Instead of taking a counted reference to each vfsmount as it descends the tree, RCU-walk samples the state of mount_lock at the start of the walk and stores this initial sequence number in the struct nameidata in the m_seq field. This one lock and one sequence number are used to validate all accesses to all vfsmounts and all mount point crossings. As changes to the mount table are relatively rare, it is reasonable to fall back on REF-walk any time that any "mount" or "unmount" happens.

m_seq is checked (using read_seqretry()) at the end of an RCU-walk sequence, whether switching to REF-walk for the rest of the path or when the end of the path is reached. It is also checked when stepping down over a mount point (in __follow_mount_rcu()) or up (in follow_dotdot_rcu()). If it is ever found to have changed, the whole RCU-walk sequence is aborted and the path is processed again by REF-walk.
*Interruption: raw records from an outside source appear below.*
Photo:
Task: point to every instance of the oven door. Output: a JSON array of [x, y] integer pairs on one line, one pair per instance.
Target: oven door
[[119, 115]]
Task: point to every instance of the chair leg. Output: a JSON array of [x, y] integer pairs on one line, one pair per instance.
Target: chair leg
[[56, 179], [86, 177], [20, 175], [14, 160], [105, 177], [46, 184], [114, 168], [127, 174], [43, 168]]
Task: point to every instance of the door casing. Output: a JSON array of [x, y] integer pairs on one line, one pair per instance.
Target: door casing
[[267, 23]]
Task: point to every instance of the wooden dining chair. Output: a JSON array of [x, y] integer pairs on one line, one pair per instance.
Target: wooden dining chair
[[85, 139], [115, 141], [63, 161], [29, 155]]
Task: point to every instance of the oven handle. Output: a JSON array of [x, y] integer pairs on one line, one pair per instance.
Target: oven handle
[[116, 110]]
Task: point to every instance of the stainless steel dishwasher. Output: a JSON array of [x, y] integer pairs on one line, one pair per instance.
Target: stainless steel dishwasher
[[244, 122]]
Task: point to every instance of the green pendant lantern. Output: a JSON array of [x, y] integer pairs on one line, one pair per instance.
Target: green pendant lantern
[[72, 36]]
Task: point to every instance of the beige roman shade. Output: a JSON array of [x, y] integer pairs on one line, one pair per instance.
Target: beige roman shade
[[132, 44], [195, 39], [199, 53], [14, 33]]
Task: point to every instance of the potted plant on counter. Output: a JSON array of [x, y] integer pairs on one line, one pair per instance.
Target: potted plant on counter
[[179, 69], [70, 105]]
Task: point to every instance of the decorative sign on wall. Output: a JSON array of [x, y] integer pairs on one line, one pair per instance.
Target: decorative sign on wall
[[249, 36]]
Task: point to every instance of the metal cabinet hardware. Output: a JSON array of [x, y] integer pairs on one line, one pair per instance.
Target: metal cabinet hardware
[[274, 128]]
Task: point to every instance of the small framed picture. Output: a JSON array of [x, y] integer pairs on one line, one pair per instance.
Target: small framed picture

If RCU-walk finds that mount_lock hasn't changed then it can be sure that, had REF-walk taken counted references on each vfsmount, the results would have been the same. This ensures the invariant holds, at least for vfsmount structures.

`dentry->d_seq` and `nd->seq`

In place of taking a count or lock on d_reflock, RCU-walk samples the per-dentry d_seq seqlock, and stores the sequence number in the seq field of the nameidata structure, so nd->seq should always be the current sequence number of nd->dentry. This number needs to be revalidated after copying, and before using, the name, parent, or inode of the dentry.

The handling of the name we have already looked at, and the parent is only accessed in follow_dotdot_rcu() which fairly trivially follows the required pattern, though it does so for three different cases.

When not at a mount point, d_parent is followed and its d_seq is collected. When we are at a mount point, we instead follow the mnt->mnt_mountpoint link to get a new dentry and collect its d_seq. Then, after finally finding a d_parent to follow, we must check if we have landed on a mount point and, if so, must find that mount point and follow the mnt->mnt_root link. This would imply a somewhat unusual, but certainly possible, circumstance where the starting point of the path lookup was in part of the filesystem that was mounted on, and so not visible from the root.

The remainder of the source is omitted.